Title: Not Fade Away
Director: David Chase (‘The Sopranos’)
While the 1960s is a decade synonymous with war, the civil rights movement and assassinations, the decade was also an era defined by its rock-n-roll musical revolution that represented many teens and young adults’ desire to find their own interests. The new drama ‘Not Fade Away,’ the feature film writing and directorial debut of ‘The Sopranos’ creator David Chase, tells the powerful coming-of-age story of typical American suburban teens trying to realize their dreams during a decade of political unrest. Not wanting to fall into the same mundane lifestyle, they invented a new form of art and perception of life, in an effort to rebel and create their own identities.
‘Not Fade Away’ follows aspiring teenager Douglas (John Magaro), who drops out of college after his first semester to form a band with his friends Gene (Jack Huston) and Wells (Will Brill), and they get their start playing covers of Bo Diddley, the Rolling Stones and the Kinks. After Gene, the lead vocalist, has to skip a gig after swallowing a lit joint, Douglas steps in, proving to be the better singer. Douglas’ singing finally captures the attention of his high school crush, Grace (Bella Heathcote).
While Douglas feels at home with the band, he develops an uneasy relationship with his blue-collar Italian-American family. His depressed mother, Antionette (Molly Price), shakes her head in disgust at her son, while his father, Pat (James Gandolfini), is always quick to start a fight with his son over his views. But the family pulls together when Pat is diagnosed with cancer. Pat begins to view his son’s steps toward self-discovery, and the regrets of his own life, which brings him closer to Douglas.
With his first feature film screenwriting effort, Chase created an emotional, relatable chronicle of Douglas’ struggle to launch, and find success with, his band, in order to realize his dream of truly living on his own terms. Between his objection over serving in what he perceives to be a futile war and his desire to rebel against his father’s more conservative views on what it means to be a family man, Magaro portrays Douglas as undergoing a realistic coming of age transformation. As Douglas listens to the new wave of rock-n-roll, including The Beatles and The Rolling Stones, and is under the influence of drugs, he searches for his artistic and professional identities, but also garners the courage to finally reveal his true feelings for Grace.
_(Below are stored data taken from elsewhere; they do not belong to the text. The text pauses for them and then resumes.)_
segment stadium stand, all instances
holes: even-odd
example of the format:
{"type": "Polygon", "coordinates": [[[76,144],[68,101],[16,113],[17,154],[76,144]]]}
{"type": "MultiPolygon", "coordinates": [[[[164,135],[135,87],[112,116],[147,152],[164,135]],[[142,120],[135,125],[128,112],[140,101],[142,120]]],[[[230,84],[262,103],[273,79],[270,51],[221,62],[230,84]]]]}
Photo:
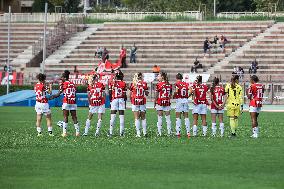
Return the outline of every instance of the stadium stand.
{"type": "Polygon", "coordinates": [[[128,68],[123,68],[125,79],[130,81],[137,71],[151,72],[159,65],[174,79],[177,72],[188,73],[196,57],[204,66],[203,72],[229,56],[233,51],[249,42],[267,28],[272,21],[254,22],[176,22],[176,23],[105,23],[83,40],[58,64],[46,64],[48,75],[58,74],[65,69],[73,70],[77,65],[81,72],[93,70],[99,59],[94,57],[97,46],[106,47],[110,60],[119,57],[121,45],[127,48],[128,68]],[[206,37],[225,35],[229,42],[225,53],[212,50],[211,56],[203,59],[203,41],[206,37]],[[129,49],[136,44],[137,63],[129,63],[129,49]]]}
{"type": "Polygon", "coordinates": [[[221,66],[216,66],[214,73],[217,75],[222,74],[225,80],[230,77],[235,66],[244,68],[245,73],[248,73],[250,62],[256,58],[259,66],[257,74],[262,80],[282,80],[282,73],[284,71],[283,36],[284,24],[274,24],[256,38],[253,43],[242,49],[239,53],[229,57],[229,60],[221,66]],[[267,77],[271,78],[268,79],[267,77]]]}

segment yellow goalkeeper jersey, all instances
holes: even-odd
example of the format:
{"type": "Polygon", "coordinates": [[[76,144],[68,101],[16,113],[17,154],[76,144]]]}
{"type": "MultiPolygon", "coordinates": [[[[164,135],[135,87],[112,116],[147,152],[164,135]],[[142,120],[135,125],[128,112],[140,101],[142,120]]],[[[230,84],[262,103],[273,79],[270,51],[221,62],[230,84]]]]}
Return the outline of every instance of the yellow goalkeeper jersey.
{"type": "Polygon", "coordinates": [[[227,105],[242,105],[243,104],[243,89],[239,84],[233,89],[231,84],[225,87],[225,93],[228,95],[227,105]]]}

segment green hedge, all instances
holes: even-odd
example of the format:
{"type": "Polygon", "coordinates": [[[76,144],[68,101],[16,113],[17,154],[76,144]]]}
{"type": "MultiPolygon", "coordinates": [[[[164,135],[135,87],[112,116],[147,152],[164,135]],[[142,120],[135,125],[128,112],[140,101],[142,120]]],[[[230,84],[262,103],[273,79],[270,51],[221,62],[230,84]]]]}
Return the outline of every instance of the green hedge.
{"type": "MultiPolygon", "coordinates": [[[[52,87],[53,90],[58,90],[59,86],[54,85],[52,87]]],[[[11,85],[10,86],[10,93],[11,92],[16,92],[16,91],[22,91],[22,90],[33,90],[34,86],[32,85],[11,85]]],[[[0,86],[0,96],[5,95],[7,92],[6,85],[1,85],[0,86]]],[[[84,85],[79,85],[77,86],[77,93],[86,93],[87,92],[87,86],[84,85]]]]}

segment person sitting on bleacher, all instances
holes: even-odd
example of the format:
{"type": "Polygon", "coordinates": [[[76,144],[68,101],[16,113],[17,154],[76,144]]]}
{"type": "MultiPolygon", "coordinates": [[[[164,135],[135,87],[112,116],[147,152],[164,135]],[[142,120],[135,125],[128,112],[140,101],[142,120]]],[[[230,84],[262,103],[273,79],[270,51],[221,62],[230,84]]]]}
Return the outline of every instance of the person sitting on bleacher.
{"type": "Polygon", "coordinates": [[[200,61],[197,58],[195,58],[193,66],[191,67],[191,72],[197,73],[198,68],[203,68],[203,66],[202,64],[200,64],[200,61]]]}
{"type": "Polygon", "coordinates": [[[212,48],[212,45],[209,41],[209,38],[206,37],[205,41],[203,42],[203,52],[204,52],[204,58],[206,56],[207,51],[209,50],[209,56],[210,56],[210,49],[212,48]]]}
{"type": "Polygon", "coordinates": [[[220,37],[220,47],[221,47],[223,53],[225,52],[225,46],[226,46],[227,43],[228,43],[227,38],[224,35],[221,35],[221,37],[220,37]]]}
{"type": "Polygon", "coordinates": [[[258,62],[256,61],[256,58],[255,58],[254,61],[251,62],[249,73],[256,74],[257,69],[258,69],[258,62]]]}

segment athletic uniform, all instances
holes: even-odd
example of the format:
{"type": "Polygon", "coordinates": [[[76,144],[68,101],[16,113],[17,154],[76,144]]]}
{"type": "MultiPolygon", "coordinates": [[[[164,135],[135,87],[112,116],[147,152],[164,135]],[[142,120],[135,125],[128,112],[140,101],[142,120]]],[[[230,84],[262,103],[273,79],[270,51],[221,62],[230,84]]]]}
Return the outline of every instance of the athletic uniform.
{"type": "Polygon", "coordinates": [[[111,110],[125,110],[126,83],[116,80],[111,84],[110,89],[112,91],[111,110]]]}
{"type": "Polygon", "coordinates": [[[105,86],[101,82],[95,82],[93,85],[88,86],[89,96],[89,112],[94,113],[105,113],[105,97],[104,90],[105,86]]]}
{"type": "Polygon", "coordinates": [[[137,112],[145,112],[146,111],[146,94],[148,91],[147,83],[144,81],[138,81],[134,86],[133,83],[130,85],[131,93],[131,104],[132,111],[137,112]]]}
{"type": "Polygon", "coordinates": [[[64,95],[62,110],[77,110],[75,84],[71,81],[64,81],[60,85],[60,90],[64,95]]]}
{"type": "Polygon", "coordinates": [[[192,114],[207,114],[208,101],[206,99],[206,93],[208,91],[208,86],[206,84],[194,84],[192,89],[194,93],[192,114]]]}
{"type": "Polygon", "coordinates": [[[36,104],[35,104],[35,111],[37,114],[50,114],[50,108],[48,104],[48,100],[46,98],[46,93],[48,89],[43,83],[37,83],[34,86],[34,91],[36,94],[36,104]]]}
{"type": "Polygon", "coordinates": [[[227,115],[229,117],[239,117],[241,114],[240,106],[243,104],[242,87],[239,84],[236,84],[233,89],[231,84],[227,84],[225,87],[225,93],[228,95],[227,115]]]}
{"type": "MultiPolygon", "coordinates": [[[[217,105],[221,106],[224,103],[225,89],[222,86],[215,86],[212,91],[212,101],[217,105]]],[[[215,104],[211,103],[211,113],[212,114],[223,114],[224,109],[218,109],[215,104]]]]}
{"type": "Polygon", "coordinates": [[[260,83],[254,83],[250,86],[248,94],[251,95],[249,103],[249,112],[259,113],[262,107],[262,98],[264,86],[260,83]]]}
{"type": "Polygon", "coordinates": [[[177,81],[175,86],[176,112],[188,112],[189,85],[186,82],[177,81]]]}
{"type": "Polygon", "coordinates": [[[168,82],[159,82],[156,85],[157,98],[157,111],[170,111],[171,110],[171,93],[172,85],[168,82]]]}

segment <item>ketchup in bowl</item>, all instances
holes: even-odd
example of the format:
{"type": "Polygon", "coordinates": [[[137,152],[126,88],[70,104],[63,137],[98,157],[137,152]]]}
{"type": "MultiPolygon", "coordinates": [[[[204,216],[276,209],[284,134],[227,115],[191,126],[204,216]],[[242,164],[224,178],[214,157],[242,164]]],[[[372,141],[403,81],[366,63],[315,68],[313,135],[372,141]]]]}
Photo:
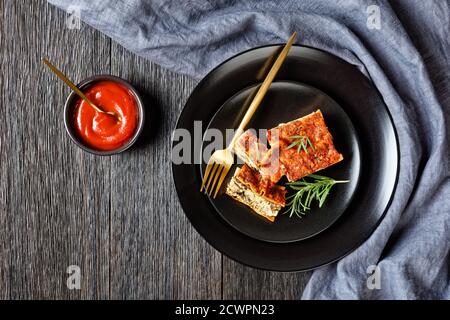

Gandolfini, who was born a few years before Douglas truly began questioning the American ideals during the rock-n-roll revolution, was the perfect choice to portray a father struggling with the regrets of his life. Reflecting on his own at times strained relationship with his father, Gandolfini represents every father who can’t always express his love to his son in the most nurturing way. Pat wants Douglas to continue with college, or at least consider joining the army, and showcases his disdain for the musical career choices his son makes. Pat wants his son to have a stable life and embrace his idea of the American dream, and struggles with what he perceives to be outrageous lifestyle choices that Douglas continuously makes.
The rock-n-roll music, notably The Beatles and Rolling Stones songs, featured in ‘Not Fade Away’ truly defined Douglas’ struggle to find his true identity and created an emotional drift with his father. The songs sounded true to the characters’ experience, mainly in part to music supervisor Steven Van Zandt, one of the founding members of Bruce Springsteen’s E Street Band. Having previously worked with Chase as an original principal cast member on ‘The Sopranos,’ Van Zandt understood the director’s desire to create the right sounding music for every year showcased in the drama.
To help musically prepare Magaro, Huston, Brill and the rest of the actors playing the characters in the band, Van Zandt had them practice in his studio seven days a week for three months. Their hard work and dedication to learning the music as truly reflected in ‘Not Fade Away,’ as the actors truly playing the songs helped them understand their characters’ motivations and emotions. The actors truly sounded as though they were an actual band, struggling to find success; their characters therefore convincingly persevered in their careers, despite their families’ objections and not being signed to a record label right away.
While many rock-n-roll-inspired films focus on the agony and struggles musicians face as they try to launch their careers, ‘Not Fade Away’ instead uniquely features popular music in an intimate, powerful coming-of-age story. Chase realistically narrates Douglas’ struggles to find his true identity and passion in life, and natural resistance to automatically accepting his father’s beliefs as he moves into adulthood. When Douglas inadvertently discovers rock-n-roll and joins the band, he sees it as his way out of following his father’s footsteps, which he perceives to be a mundane lifestyle. The songs Van Zandt wrote for, and featured in, the film genuinely showcased Douglas and his friends’ emotions and need to find meaning in life, which was aided by the actors’ natural musical abilities.